NOTE: If you are using Google Apps via Standalone Sentry, you must check Enable Server TLS.

Enable Redirect Processing (451)

To disable redirect processing, clear the check box.

If Enable Redirect Processing (451) is disabled, the Standalone Sentry does not handle redirection, and passes the redirect URL to the device.

See also 451 redirect processing.

Enable Active Health Check

The default setting is enabled.

Clear the check box to disable the ActiveSync server health check.

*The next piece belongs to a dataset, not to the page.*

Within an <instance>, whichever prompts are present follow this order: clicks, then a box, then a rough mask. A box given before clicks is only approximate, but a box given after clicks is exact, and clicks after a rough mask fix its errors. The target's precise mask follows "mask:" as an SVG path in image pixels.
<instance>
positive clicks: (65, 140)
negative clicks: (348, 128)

If enabled, when the ActiveSync server fails for the number of times configured in the Dead Threshold setting and within the number configured in the Failure Window, then the ActiveSync server status shows Unreachable.

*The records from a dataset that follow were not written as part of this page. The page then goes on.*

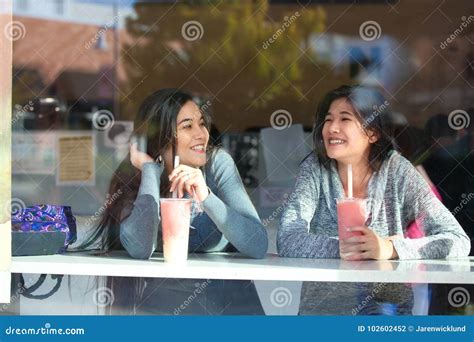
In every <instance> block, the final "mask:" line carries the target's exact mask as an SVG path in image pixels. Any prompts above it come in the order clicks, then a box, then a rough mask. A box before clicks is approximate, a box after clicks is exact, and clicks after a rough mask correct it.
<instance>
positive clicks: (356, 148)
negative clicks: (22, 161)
mask: <svg viewBox="0 0 474 342" xmlns="http://www.w3.org/2000/svg"><path fill="white" fill-rule="evenodd" d="M387 103H388V102H387V101H386V99H385V98H384V97H383V95H382V94H381V93H380V92H379V91H378V90H376V89H373V88H369V87H364V86H341V87H339V88H337V89H335V90H333V91H331V92H329V93H328V94H327V95H326V96H325V97H324V98H323V100H322V102H321V103H320V105H319V107H318V110H317V113H316V120H315V125H314V131H313V140H314V141H313V143H314V152H312V153H311V154H310V155H309V156H308V157H307V158H306V159H305V160H304V161H303V162H302V163H301V165H300V171H299V174H298V178H297V180H296V184H295V187H294V189H293V194H292V195H291V196H290V197H289V198H291V201H289V202H288V204H287V205H286V207H285V209H284V211H283V213H282V217H281V222H280V227H279V231H278V238H277V248H278V253H279V255H280V256H285V257H303V258H339V257H341V258H343V259H346V260H365V259H379V260H381V259H382V260H383V259H395V258H399V259H422V258H425V259H434V258H446V257H462V256H467V255H468V254H469V250H470V240H469V238H468V237H467V235H466V234H465V232H464V231H463V230H462V228H461V226H460V225H459V223H458V222H457V221H456V219H455V218H454V217H453V215H452V214H451V213H450V212H449V210H448V209H446V207H444V206H443V204H442V203H441V202H440V201H439V200H438V199H437V198H436V196H435V195H434V194H433V193H432V191H431V189H430V187H429V185H428V184H427V183H426V182H425V181H424V179H423V178H422V177H421V175H420V174H419V173H418V171H417V170H416V169H415V167H413V166H412V165H411V163H410V162H409V161H408V160H406V159H405V158H403V157H402V156H401V155H400V154H399V153H398V152H397V151H395V148H394V145H393V139H392V129H391V125H390V121H391V113H390V111H389V108H390V107H389V106H387V105H386V104H387ZM349 164H351V165H352V169H353V189H354V197H358V198H368V199H369V201H368V205H367V211H368V214H369V215H368V220H367V221H366V224H365V225H363V226H360V227H352V229H351V230H352V231H358V232H360V236H354V237H349V238H347V239H344V240H339V238H338V216H337V210H336V201H335V200H336V199H338V198H343V197H346V196H347V193H348V183H349V182H348V176H347V166H348V165H349ZM415 220H418V222H420V224H421V228H422V230H423V233H424V237H422V238H419V239H408V238H405V236H406V230H407V227H409V226H410V224H411V223H412V222H413V221H415ZM382 288H383V290H382ZM374 289H380V291H379V290H377V291H375V292H374ZM367 295H371V296H373V297H374V300H372V301H371V303H370V304H369V305H368V306H367V307H366V308H364V309H365V310H363V311H361V312H358V313H360V314H367V313H374V312H378V313H380V312H383V305H382V304H383V303H385V302H388V303H391V304H394V305H395V306H396V307H397V308H396V313H398V314H410V313H411V308H412V304H413V294H412V291H411V288H410V287H407V286H405V285H403V284H393V285H389V284H384V286H380V284H369V283H359V284H349V283H345V284H343V283H304V285H303V289H302V293H301V304H300V314H336V315H337V314H351V313H353V309H354V308H356V307H357V306H358V304H359V303H360V298H365V297H366V296H367Z"/></svg>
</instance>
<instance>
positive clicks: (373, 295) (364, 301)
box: [352, 283, 387, 316]
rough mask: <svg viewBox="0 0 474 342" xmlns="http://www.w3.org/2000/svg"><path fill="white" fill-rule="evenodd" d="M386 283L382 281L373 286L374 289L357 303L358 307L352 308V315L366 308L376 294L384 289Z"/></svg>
mask: <svg viewBox="0 0 474 342" xmlns="http://www.w3.org/2000/svg"><path fill="white" fill-rule="evenodd" d="M386 285H387V284H386V283H380V284H378V285H377V286H375V287H374V288H373V290H372V291H371V292H370V293H369V294H368V295H367V296H366V297H365V298H364V299H363V300H362V302H360V304H359V305H357V307H356V308H354V309H352V315H353V316H355V315H357V314H358V313H359V312H360V311H361V310H362V309H364V308H365V307H366V306H367V305H368V304H369V303H370V302H371V301H372V299H374V297H375V295H376V294H377V293H379V292H380V291H382V289H383V288H384V287H385V286H386Z"/></svg>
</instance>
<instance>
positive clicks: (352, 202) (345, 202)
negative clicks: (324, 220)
mask: <svg viewBox="0 0 474 342" xmlns="http://www.w3.org/2000/svg"><path fill="white" fill-rule="evenodd" d="M347 183H348V185H347V192H348V196H347V197H345V198H338V199H337V223H338V233H339V240H343V239H347V238H350V237H352V236H358V235H362V232H352V231H350V228H352V227H359V226H364V225H365V222H366V221H367V210H366V209H367V208H366V206H367V199H365V198H354V197H352V191H353V190H352V165H350V164H349V165H348V167H347Z"/></svg>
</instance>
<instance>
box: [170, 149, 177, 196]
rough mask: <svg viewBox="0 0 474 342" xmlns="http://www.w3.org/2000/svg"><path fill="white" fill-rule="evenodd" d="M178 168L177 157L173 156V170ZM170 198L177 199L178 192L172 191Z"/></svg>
mask: <svg viewBox="0 0 474 342" xmlns="http://www.w3.org/2000/svg"><path fill="white" fill-rule="evenodd" d="M178 166H179V156H174V165H173V168H174V169H176V168H177V167H178ZM171 197H172V198H178V190H177V189H174V191H173V195H171Z"/></svg>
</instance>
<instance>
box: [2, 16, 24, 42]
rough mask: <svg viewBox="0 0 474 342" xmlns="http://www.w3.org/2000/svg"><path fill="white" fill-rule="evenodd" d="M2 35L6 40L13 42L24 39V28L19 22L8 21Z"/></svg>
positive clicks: (23, 25)
mask: <svg viewBox="0 0 474 342" xmlns="http://www.w3.org/2000/svg"><path fill="white" fill-rule="evenodd" d="M3 33H4V34H5V37H7V39H9V40H11V41H13V42H14V41H17V40H20V39H23V38H25V36H26V27H25V25H23V23H22V22H21V21H18V20H14V21H10V22H9V23H8V24H6V25H5V27H4V29H3Z"/></svg>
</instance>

When the background health check determines that the server is live for the number configured for Live Threshold, the ActiveSync server status shows Reachable.

Configuring Exchange settings for Standalone Sentry

The Exchange setting is pushed to the device and points to the Standalone Sentry.

Procedure 

1. In the MobileIron Cloud, go to Configurations.
2. Click +Add > Exchange.
3. For Server address, enter one of the following:
- When using Standalone Sentry, set the server address to the Standalone Sentry’s address.
- When using Standalone Sentry with Lotus Domino server 8.5.3.1 Upgrade Pack 1, set the server address to <Standalone Sentry’s fully qualified domain name>/traveler.
- When using Standalone Sentry with a Lotus Domino server earlier than 8.5.3.1 Upgrade Pack 1, set the server address to <Standalone Sentry’s fully qualified domain name>/servlet/traveler.
- If you are using load balancers, contact MobileIron Professional Services.
4. Enter the variable for the ActiveSync User.
5. Enter the variable for the ActiveSync user Email.
6. Enter the ActiveSync user Account Password.
7. If Standalone Sentry is using Identity or Group certificate for device authentication, select the Identity Certificate configuration to generate the identity certificate for the device.
8. After completing the form, click Next.
9. Select the distribution option and click Done.

See “Exchange Configuration” in the MobileIron Cloud Guide or help to complete the fields in the form.